Dictionary of National Biography, 1885-1900/Hopley, Edward William John

1396539Dictionary of National Biography, 1885-1900, Volume 27 — Hopley, Edward William John1891Lionel Henry Cust

HOPLEY, EDWARD WILLIAM JOHN (1816–1869), painter, born in 1816, resided for the early part of his life at Lewes in Sussex. He was originally destined for the medical profession, but soon turned to art, settled in London, and after some years succeeded in gaining popularity as a painter of domestic subjects, and also of portraits. In 1845 he exhibited at the British Institution a picture entitled ‘Love not,’ and in 1854 and 1855 two pictures illustrating the ‘Vicissitudes of Science,’ viz. ‘Sir Isaac Newton explaining to Lord Treasurer Halifax his Theory of Colour’ and ‘Michael Angelo in the Gardens of the Medici.’ In 1859 he exhibited a picture entitled ‘The Birth of a Pyramid,’ the result of considerable archæological research and industry, which attracted attention.
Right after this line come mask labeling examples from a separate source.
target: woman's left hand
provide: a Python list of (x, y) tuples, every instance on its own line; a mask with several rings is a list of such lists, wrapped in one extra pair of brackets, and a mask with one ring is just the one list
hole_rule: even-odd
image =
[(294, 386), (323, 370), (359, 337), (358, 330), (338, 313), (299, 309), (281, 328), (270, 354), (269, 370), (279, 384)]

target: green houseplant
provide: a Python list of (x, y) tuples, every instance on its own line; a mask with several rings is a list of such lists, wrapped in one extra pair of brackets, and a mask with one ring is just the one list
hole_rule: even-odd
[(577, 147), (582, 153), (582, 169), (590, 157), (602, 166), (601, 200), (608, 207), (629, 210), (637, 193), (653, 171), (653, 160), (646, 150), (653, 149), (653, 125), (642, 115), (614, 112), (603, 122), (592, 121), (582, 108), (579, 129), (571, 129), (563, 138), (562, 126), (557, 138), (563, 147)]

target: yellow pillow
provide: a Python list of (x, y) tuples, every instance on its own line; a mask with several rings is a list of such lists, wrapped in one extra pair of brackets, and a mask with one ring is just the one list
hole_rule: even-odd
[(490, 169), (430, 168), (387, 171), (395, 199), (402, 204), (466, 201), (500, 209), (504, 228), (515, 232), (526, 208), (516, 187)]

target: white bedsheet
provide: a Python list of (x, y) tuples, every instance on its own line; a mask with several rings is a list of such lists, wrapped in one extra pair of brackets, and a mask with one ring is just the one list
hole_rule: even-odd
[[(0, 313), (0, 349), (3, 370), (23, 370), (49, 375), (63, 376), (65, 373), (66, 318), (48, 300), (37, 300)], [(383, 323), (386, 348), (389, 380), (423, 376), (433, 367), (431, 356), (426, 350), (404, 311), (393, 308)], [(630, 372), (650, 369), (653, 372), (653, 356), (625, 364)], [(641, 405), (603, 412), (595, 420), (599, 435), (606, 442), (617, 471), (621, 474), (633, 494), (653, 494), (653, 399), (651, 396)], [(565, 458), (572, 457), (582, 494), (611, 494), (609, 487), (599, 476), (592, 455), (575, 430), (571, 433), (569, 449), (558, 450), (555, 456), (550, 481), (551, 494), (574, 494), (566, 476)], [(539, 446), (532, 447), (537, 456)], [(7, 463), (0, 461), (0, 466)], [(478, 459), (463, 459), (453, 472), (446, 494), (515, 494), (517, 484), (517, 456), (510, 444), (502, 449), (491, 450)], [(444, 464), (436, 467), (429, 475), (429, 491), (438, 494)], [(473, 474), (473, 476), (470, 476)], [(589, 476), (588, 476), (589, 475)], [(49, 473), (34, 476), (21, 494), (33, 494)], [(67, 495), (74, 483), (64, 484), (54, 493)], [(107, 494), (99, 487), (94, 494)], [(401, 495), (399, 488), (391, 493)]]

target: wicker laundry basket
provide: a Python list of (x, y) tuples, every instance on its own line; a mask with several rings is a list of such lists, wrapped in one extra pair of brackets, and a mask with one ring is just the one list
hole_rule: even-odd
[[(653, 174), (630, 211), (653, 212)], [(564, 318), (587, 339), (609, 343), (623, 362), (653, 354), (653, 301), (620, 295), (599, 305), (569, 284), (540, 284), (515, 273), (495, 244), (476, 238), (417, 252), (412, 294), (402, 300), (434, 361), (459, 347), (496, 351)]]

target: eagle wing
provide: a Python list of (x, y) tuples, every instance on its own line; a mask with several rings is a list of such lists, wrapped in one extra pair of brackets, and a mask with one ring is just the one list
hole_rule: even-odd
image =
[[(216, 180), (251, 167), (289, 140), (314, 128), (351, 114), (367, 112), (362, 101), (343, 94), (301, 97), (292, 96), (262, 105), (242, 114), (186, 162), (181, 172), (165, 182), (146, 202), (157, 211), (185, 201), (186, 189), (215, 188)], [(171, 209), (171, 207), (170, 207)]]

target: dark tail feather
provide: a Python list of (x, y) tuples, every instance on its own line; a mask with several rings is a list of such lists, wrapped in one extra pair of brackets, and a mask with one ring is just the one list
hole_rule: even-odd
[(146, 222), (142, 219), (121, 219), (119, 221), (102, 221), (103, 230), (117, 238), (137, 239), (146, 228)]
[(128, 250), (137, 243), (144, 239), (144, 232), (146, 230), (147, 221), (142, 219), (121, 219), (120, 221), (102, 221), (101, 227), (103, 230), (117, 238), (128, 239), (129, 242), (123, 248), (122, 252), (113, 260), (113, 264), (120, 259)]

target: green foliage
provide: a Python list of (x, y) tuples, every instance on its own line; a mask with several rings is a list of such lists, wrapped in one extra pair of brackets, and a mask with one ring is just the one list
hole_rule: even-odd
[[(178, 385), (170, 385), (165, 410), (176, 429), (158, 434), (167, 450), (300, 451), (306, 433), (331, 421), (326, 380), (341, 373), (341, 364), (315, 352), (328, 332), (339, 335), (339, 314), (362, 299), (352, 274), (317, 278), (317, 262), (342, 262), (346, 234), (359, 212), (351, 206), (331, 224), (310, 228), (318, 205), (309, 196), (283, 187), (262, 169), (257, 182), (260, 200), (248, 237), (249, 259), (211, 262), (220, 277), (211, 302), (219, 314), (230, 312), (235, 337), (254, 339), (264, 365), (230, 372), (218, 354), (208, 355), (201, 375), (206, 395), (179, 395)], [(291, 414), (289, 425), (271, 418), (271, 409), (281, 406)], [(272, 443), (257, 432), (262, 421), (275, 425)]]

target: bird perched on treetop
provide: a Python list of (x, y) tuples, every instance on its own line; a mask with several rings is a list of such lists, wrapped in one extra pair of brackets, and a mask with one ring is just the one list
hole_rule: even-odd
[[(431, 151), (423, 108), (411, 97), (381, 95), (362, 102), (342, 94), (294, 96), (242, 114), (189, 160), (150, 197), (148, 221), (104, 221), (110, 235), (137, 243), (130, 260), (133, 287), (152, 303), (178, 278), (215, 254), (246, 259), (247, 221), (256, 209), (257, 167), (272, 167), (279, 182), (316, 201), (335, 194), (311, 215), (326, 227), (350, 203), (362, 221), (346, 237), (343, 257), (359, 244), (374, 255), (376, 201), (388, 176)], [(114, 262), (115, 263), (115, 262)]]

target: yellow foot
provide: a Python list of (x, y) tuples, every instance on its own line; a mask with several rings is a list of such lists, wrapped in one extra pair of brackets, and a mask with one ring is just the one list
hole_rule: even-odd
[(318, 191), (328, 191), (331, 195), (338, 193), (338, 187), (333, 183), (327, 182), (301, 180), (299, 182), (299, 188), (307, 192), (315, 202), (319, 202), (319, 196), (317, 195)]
He exhibited first at the Royal Academy in 1851, when he sent ‘Psyche.’ His last work was a portrait of Professor Owen, F.R.S., exhibited at the British Institution in 1869. Hopley resided latterly at 14 South Bank, Regent's Park, where he died 30 April 1869, in his fifty-third year. He invented a trigonometrical system of facial measurement for the use of artists.

[Art Journal, 1869, p. 216; Catalogues of the Royal Academy and British Institution.]